Some of these shark species are subject to recreational fisheries and targeted by anglers from shore, inshore and offshore. More info about shark regulations at https://myfwc.com/fishing/saltwater/recreational/sharks/.
During 2022 there had been reported several shark attacks around Florida, possibly including attacks from Bull sharks (Carcharhinus leucas) based in the description of the people involved in the incidents. Bull sharks prefer shallow coastal water, which means they can often come into contact with humans, and they are often considered to be the most dangerous sharks to humans because of their aggressive tendencies and ability to migrate up rivers. However, shark attacks are extremely rare.
The bull shark’s diet consists mainly of bony fish and small sharks, including other bull sharks, and stingrays. Their diet can also include turtles, birds, dolphins, terrestrial mammals, crustaceans, and echinoderms. They hunt in murky waters where it is harder for the prey to see the shark coming. Bull sharks have been known to use the bump-and-bite technique to attack their prey. After the first initial contact, they continue to bite and tackle prey until the prey is unable to flee. The bull shark is a solitary hunter, though may briefly pair with another bull shark to make hunting and tricking prey easier. Sharks are opportunistic feeders, and the bull shark is no exception to this.
Not all encounters with sharks can be characterized as “attacks.” Studies have suggested that a more accurate method of reporting incidents involving sharks and humans would place the encounters into one of four categories, rather than calling every encounter an attack.
Such categories could include:
1. Shark sightings
2. Shark encounters in which there is no bite but that may involve contact with a kayak, surfboard, or other object
3. Shark bites resulting in nonfatal injuries
4. Fatal shark bites
Most shark attacks report in Florida include the three first options, and fortunately no fatalities has been reported to date.
Attacks on humans occur when sharks are hungry, harassed, or, in some cases, defending territory, though many interactions with humans appear more likely to be due to mistaken identity.
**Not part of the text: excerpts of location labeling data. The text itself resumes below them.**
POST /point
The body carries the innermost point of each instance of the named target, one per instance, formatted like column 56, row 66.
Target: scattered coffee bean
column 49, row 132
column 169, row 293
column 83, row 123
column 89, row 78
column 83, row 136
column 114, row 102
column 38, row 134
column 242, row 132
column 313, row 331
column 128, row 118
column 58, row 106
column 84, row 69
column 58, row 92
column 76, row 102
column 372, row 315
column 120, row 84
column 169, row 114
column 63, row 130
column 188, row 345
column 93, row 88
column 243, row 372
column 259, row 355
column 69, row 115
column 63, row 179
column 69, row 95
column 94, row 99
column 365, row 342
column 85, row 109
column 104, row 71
Provocation is heightened by the kicking or thrashing vibrations people make in the water (which to sharks resemble the irregular movements of a wounded fish), the presence of speared fish or bait in the water, or the presence of blood from wounds or menstruation. Most injuries occur on the lower limbs and buttocks. The Florida Museum is the repository at the International Shark Attack Files (https://www.floridamuseum.ufl.edu/…/maps/na/usa/florida/). You can check the Florida map with reported shark attacks in their site.
The Nature Coast and Big Bend regions of Florida’s Gulf coast offer the best natural conditions for these top predators. Despite their abundance, the chances of an attack are considerably low. Our county artificial reef monitoring program has reported presence of Bull sharks during the dives in most of the sites with no incidents to date, and it is very common to see pictures and videos of sightings of sharks in shallow waters by recreational anglers and fishing charter captains. As top predators, the presence of bull sharks is an indicator of a very healthy coastal and marine ecosystem, and they play a key role in the eradication of sick and injured fish that might spread diseases in natural populations of fish.
What to do?
So, what should you do if sight a shark while you are boating or swimming? First, remain calm, remember they perceive sudden and erratic movement and splash as a potential prey. Slowly swim to a safe zone, towards a boat or shore. Maintain a vertical position in the water and always keep an eye on the animal. If possible and available, place a hard object between you and the shark. If you are spearfishing, do not fight sharks wanting your fish, it is not worth; remember they are after the dead fish and not after you, so use your fish to scape a potential attack. Always have an observer on board as they can spot a shark and request all swimmers to leave the water. Do not go in the water with open wounds or menstruation.